Crystal ribcage: a platform for probing real-time lung function at cellular resolution

Abstract

Understanding the dynamic pathogenesis and treatment response in pulmonary diseases requires probing the lung at cellular resolution in real time. Despite advances in intravital imaging, optical imaging of the lung during active respiration and circulation has remained challenging. Here, we introduce the crystal ribcage: a transparent ribcage that allows multiscale optical imaging of the functioning lung from whole-organ to single-cell level. It enables the modulation of lung biophysics and immunity through intravascular, intrapulmonary, intraparenchymal and optogenetic interventions, and it preserves the three-dimensional architecture, air-liquid interface, cellular diversity and respiratory-circulatory functions of the lung. Utilizing these capabilities on murine models of pulmonary pathologies we probed remodeling of respiratory-circulatory functions at the single-alveolus and capillary levels during disease progression. The crystal ribcage and its broad applications presented here will facilitate further studies of nearly any pulmonary disease as well as lead to the identification of new targets for treatment strategies.

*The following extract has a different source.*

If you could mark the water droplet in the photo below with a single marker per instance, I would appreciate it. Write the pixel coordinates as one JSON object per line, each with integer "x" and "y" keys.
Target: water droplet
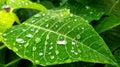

Extended Data Figure 1 |. Mouse strain specific μCT informed 3D molds scaled by age and fabrication of crystal ribcages.

(a) Recreating mouse ribcage geometry from μCT data^–, here shown for C57/B6 mice. Top: Sagittal view of mouse chest with fully inflated lung (dark region), distribution of axial control points to recapitulate ribcage cross-section and comparison of reconstructed geometry overlaid on sagittal and coronal μCT slices. Lung volume variation with age was normalized against the mean volume at 3 months to construct a linear fit for scaling 3D lung inserts by age. (b-e) 3D printed models were used to make both PDMS and polystyrene crystal ribcages in two independent processes.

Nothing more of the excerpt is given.